How can I detect duplicate keys in JSON request body?

I know the RFC states "The names within an object SHOULD be unique" but most parsers, including the one used by Edge, just use the last occurrence of the duplicate.

I would like to detect this situation and raise a fault 400 Bad Request.

I'm validating my request using my Open API Spec and tv4, but it does not detect the duplicates either.

Here's what I'm thinking:

  1. Use a JSON parser that detects duplicates
  2. Use a JSON validator that detects duplicates
  3. Compare original request with JSON.stringify(JSON.parse(request.content), but original request may be a "pretty" version so simple string comparison won't work.

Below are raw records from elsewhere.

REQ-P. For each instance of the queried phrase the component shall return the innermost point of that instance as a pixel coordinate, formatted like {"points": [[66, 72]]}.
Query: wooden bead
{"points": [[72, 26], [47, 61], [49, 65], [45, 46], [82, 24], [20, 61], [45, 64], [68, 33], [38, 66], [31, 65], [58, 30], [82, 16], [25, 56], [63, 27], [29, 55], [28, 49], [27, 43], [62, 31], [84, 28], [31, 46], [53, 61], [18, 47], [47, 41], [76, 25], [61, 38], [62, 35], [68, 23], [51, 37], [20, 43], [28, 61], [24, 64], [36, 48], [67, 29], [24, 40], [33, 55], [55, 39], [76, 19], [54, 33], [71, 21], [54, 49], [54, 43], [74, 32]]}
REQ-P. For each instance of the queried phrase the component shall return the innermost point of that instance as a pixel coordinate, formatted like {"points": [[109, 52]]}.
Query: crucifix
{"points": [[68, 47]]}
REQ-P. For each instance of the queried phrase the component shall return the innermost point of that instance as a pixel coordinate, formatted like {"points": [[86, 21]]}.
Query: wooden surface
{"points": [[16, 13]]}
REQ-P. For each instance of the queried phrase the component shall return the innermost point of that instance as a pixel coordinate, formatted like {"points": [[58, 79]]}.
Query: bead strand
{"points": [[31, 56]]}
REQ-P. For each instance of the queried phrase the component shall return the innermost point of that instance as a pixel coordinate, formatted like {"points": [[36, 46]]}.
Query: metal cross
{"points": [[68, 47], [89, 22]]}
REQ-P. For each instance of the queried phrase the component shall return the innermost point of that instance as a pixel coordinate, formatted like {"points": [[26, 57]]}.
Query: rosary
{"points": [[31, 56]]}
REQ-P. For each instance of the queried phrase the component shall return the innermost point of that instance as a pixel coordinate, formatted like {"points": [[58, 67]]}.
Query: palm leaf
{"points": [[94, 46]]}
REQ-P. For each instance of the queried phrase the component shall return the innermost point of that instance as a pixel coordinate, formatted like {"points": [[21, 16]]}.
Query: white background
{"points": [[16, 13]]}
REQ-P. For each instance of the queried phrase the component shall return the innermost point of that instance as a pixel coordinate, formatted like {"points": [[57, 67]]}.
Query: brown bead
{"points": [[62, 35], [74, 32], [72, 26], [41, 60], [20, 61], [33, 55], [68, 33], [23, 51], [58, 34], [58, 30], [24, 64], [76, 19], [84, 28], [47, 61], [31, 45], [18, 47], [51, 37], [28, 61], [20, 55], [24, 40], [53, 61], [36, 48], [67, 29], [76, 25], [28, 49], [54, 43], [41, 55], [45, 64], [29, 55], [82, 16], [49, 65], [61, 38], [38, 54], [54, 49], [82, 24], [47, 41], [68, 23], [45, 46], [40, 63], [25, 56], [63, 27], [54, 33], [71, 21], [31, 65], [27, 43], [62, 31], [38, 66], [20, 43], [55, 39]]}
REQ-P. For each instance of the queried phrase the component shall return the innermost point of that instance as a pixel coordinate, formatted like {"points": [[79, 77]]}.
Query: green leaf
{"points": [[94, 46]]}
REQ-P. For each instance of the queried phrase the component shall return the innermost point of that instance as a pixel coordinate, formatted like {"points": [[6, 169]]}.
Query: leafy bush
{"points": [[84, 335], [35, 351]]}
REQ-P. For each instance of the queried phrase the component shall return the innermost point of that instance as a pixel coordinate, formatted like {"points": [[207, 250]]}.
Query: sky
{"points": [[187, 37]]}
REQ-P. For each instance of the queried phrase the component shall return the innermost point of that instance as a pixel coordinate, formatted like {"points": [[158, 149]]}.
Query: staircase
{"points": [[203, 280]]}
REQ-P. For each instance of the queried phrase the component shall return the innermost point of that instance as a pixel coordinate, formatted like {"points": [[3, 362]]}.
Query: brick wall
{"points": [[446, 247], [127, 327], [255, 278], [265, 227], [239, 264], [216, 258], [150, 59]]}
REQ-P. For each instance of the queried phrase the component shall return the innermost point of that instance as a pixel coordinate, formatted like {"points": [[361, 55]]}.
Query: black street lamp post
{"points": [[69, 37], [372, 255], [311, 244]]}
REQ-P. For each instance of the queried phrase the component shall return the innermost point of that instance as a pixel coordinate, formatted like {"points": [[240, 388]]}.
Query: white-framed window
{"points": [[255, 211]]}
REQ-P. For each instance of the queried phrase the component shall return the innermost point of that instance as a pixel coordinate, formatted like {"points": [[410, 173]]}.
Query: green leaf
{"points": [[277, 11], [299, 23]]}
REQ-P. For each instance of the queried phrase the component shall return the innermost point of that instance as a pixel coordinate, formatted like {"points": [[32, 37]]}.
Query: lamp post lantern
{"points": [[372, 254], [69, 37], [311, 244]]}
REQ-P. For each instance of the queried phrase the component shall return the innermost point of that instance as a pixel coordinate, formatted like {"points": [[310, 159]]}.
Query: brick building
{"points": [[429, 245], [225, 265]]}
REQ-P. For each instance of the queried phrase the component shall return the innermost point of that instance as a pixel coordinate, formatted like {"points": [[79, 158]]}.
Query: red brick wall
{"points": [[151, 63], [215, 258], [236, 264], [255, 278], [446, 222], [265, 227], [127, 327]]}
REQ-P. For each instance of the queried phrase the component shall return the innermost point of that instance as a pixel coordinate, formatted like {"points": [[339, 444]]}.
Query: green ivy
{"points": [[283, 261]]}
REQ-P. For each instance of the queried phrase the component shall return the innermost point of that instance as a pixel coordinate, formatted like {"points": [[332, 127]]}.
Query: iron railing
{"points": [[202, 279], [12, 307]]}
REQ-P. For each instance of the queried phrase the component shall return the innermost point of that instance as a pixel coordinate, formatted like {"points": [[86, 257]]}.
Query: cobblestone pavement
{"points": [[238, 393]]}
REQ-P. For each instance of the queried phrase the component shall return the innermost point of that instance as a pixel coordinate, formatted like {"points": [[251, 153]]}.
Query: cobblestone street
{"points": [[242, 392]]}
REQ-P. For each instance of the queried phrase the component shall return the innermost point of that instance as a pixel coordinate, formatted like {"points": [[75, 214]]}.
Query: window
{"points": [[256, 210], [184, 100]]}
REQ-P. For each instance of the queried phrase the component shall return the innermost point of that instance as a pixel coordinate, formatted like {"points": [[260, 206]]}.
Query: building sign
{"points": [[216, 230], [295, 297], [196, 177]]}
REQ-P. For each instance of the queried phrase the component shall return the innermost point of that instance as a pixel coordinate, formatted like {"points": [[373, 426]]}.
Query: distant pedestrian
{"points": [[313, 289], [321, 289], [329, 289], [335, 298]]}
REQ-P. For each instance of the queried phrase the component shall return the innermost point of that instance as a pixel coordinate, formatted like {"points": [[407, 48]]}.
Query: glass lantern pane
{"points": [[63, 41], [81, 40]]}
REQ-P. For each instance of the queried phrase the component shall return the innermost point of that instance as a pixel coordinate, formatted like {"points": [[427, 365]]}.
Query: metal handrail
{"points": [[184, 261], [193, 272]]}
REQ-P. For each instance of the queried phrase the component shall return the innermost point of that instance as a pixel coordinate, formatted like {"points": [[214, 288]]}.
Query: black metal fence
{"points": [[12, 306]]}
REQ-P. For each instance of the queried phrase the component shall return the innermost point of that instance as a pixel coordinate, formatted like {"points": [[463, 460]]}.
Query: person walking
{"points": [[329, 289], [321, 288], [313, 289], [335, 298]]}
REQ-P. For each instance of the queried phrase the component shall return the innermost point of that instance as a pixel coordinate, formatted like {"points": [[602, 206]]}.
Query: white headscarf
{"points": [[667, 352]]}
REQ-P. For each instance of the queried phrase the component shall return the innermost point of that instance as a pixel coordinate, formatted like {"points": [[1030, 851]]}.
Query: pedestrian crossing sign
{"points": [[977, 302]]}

Anyone else solve this problem?

2 8 30.8K
8 REPLIES 8

Detecting duplicate keys requires parsing the JSON object in a streaming fashion. The builtin JSON.parse() doesn't do that.

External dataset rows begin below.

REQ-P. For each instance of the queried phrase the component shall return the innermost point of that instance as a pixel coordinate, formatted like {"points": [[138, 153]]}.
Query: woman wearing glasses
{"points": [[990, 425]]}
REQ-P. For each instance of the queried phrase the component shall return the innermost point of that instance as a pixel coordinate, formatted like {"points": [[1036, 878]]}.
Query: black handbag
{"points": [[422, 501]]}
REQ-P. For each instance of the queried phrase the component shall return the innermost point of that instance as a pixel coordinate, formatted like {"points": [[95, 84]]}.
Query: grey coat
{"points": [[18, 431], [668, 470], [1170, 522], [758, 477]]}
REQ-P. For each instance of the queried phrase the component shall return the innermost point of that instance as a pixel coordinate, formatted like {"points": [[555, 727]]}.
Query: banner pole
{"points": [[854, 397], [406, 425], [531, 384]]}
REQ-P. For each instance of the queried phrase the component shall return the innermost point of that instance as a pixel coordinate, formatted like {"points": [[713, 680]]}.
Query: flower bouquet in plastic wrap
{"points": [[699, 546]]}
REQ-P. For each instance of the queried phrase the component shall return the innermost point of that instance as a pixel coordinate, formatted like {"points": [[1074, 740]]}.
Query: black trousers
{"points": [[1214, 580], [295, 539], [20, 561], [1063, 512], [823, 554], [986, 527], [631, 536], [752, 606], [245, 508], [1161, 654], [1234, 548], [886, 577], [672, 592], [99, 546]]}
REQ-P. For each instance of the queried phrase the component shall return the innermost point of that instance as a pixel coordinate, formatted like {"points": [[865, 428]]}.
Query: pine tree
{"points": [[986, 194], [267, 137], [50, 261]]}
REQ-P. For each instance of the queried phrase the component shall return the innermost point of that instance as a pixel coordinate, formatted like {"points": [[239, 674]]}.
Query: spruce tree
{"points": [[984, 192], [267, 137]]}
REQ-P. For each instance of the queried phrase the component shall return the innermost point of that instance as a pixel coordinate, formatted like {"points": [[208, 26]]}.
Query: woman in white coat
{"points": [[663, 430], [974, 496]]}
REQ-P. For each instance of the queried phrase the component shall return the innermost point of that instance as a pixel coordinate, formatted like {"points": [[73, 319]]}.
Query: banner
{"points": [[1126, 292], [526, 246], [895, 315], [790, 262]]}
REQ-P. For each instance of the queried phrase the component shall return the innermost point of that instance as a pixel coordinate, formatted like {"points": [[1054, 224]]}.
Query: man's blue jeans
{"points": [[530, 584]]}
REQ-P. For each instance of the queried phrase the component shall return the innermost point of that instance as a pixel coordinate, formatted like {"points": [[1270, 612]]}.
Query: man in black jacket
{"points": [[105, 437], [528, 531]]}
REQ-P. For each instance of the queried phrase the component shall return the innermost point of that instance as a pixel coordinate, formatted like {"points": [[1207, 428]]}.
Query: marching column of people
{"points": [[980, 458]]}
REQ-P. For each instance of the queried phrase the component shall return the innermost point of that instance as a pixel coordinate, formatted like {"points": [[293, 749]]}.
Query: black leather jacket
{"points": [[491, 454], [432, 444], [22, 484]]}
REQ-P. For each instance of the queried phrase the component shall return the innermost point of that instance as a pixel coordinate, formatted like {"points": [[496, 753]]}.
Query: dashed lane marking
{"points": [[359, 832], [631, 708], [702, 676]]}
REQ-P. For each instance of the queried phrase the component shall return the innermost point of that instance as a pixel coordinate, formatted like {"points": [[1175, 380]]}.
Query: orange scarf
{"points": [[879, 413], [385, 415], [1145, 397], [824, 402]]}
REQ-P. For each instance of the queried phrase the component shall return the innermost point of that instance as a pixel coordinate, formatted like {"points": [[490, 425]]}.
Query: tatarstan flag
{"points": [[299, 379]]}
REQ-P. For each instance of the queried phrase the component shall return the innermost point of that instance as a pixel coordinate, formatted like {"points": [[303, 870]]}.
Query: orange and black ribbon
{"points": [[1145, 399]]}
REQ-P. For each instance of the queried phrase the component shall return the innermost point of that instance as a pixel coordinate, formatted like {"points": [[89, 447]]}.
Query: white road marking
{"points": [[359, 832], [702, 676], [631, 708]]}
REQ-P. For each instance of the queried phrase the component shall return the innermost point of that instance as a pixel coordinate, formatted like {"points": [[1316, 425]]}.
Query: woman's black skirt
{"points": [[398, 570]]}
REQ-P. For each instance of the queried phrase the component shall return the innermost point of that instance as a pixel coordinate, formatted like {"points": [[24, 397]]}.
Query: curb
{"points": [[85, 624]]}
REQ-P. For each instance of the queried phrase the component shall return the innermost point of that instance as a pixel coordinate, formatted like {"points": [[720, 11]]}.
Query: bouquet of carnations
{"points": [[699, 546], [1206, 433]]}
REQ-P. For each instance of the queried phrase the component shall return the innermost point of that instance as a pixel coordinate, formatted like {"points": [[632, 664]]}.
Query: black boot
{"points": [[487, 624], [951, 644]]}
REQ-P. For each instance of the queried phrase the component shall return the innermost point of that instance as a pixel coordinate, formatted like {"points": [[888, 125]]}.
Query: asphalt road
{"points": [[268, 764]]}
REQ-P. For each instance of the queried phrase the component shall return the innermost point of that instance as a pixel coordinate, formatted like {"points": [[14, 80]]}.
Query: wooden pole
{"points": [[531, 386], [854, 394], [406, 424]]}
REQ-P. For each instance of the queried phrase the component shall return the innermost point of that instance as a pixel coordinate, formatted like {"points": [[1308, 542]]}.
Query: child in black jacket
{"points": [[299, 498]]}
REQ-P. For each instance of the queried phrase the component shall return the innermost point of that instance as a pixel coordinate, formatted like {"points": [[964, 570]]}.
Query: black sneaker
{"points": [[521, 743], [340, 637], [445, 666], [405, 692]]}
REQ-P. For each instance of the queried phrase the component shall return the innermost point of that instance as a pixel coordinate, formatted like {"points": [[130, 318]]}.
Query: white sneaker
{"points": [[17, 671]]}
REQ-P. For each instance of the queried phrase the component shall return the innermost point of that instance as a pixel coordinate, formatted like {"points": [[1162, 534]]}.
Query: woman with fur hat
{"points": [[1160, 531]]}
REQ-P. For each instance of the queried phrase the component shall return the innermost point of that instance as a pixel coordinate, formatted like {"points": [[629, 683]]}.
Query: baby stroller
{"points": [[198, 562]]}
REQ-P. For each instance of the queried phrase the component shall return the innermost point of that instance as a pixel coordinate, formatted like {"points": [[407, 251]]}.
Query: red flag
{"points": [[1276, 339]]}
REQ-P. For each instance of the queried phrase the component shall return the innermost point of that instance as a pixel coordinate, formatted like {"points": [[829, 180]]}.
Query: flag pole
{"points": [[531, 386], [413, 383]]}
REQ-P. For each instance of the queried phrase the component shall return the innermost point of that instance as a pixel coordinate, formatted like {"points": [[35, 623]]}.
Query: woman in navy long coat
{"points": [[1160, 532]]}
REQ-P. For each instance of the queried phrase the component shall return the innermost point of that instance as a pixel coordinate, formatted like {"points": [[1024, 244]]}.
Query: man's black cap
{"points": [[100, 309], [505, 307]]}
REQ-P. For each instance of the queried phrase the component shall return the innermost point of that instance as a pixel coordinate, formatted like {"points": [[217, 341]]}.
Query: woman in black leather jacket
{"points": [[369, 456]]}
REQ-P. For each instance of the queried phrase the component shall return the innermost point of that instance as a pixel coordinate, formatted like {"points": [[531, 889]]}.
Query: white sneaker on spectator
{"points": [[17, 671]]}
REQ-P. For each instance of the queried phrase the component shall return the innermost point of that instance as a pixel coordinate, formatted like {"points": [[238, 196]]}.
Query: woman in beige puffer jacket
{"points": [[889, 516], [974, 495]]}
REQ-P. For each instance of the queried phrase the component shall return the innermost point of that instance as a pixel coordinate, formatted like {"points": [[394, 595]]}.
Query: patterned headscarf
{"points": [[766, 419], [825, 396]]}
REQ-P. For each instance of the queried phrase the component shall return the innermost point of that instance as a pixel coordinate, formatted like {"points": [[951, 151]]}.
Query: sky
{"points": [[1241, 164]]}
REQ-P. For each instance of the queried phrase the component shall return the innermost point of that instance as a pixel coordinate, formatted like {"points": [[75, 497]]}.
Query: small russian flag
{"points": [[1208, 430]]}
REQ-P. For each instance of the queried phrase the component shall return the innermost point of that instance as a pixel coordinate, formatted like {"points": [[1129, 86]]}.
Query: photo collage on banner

There are streaming parsers available for JavaScript. Clarinet is one. It works in the browser, so it may work nicely in a JS callout as well.

Example

// DuplicateKeyDetectingParser.js
// ------------------------------------------------------------------
//
// created: Tue Sep 18 09:32:28 2018
// last saved: <2018-September-18 11:45:39>


'use strict';


var clarinet = require("clarinet");


function Parser() {
  var keystack = [];
  var indent = '';
  var p = this;
  this.duplicateDetected = null;


  var parser = clarinet.parser();
  parser.onvalue = function (v) {
    // got some value.  v is the value. can be string, double, bool, or null.
  };
  parser.onopenobject = function (key) {
    // opened an object. key is the first key.
    var seenKeys = [];
    seenKeys.push(key);
    keystack.push(seenKeys);
  };
  parser.onkey = function (key) {
    var i = keystack.length - 1;
    var seenKeys = keystack[i];
    // got a subsequent key in an object.
    if (seenKeys.indexOf(key) != -1){
      if ( ! p.duplicateDetected) {
        p.duplicateDetected = [];
      }
      p.duplicateDetected.push(key);
    }
    seenKeys.push(key);
  };
  parser.oncloseobject = function () {
    // closed an object.
    keystack.pop();
    indent = ' '.repeat(keystack.length);
  };
  parser.onopenarray = function () {
    // opened an array.
  };
  parser.onclosearray = function () {
    // closed an array.
  };
  parser.onend = function () {
    // parser stream is done, and ready to have more stuff written to it.
  };


  this.parser = parser;
}


Parser.prototype.status = function() {
  //console.log('status(): ' + JSON.stringify(this.duplicateDetected));
  return this.duplicateDetected;
};


module.exports = Parser;

And this is a test driver:


var testcases = [
      { name: 'simple-good', hasDuplicate: false,  payload:'{"foo": "bar"}'},
      { name: 'simple-fail', hasDuplicate: true, payload: '{ "key1": "a", "key1": "b" }' },
      { name: 'nested1',     hasDuplicate: false,  payload: '{ "key1": "a", "key2": "b", "nested" : { "key1" : "value1", "key2": true}}'}
];


var Parser = require('./DuplicateKeyDetectingParser.js');


testcases.forEach(function(testcase){
  //console.log(testcase.name);
  console.log( '%s: %s %s', testcase.name, testcase.hasDuplicate?'has Dupe':'no Dupe', testcase.payload);
  var p = new Parser();
  p.parser.write(testcase.payload).close();
  console.log('%s: %s', testcase.name, (Boolean(p.status()) === testcase.hasDuplicate) ? 'PASS':'FAIL');
});

Thanks @Dino-at-Google I didn't know there were streaming parsers.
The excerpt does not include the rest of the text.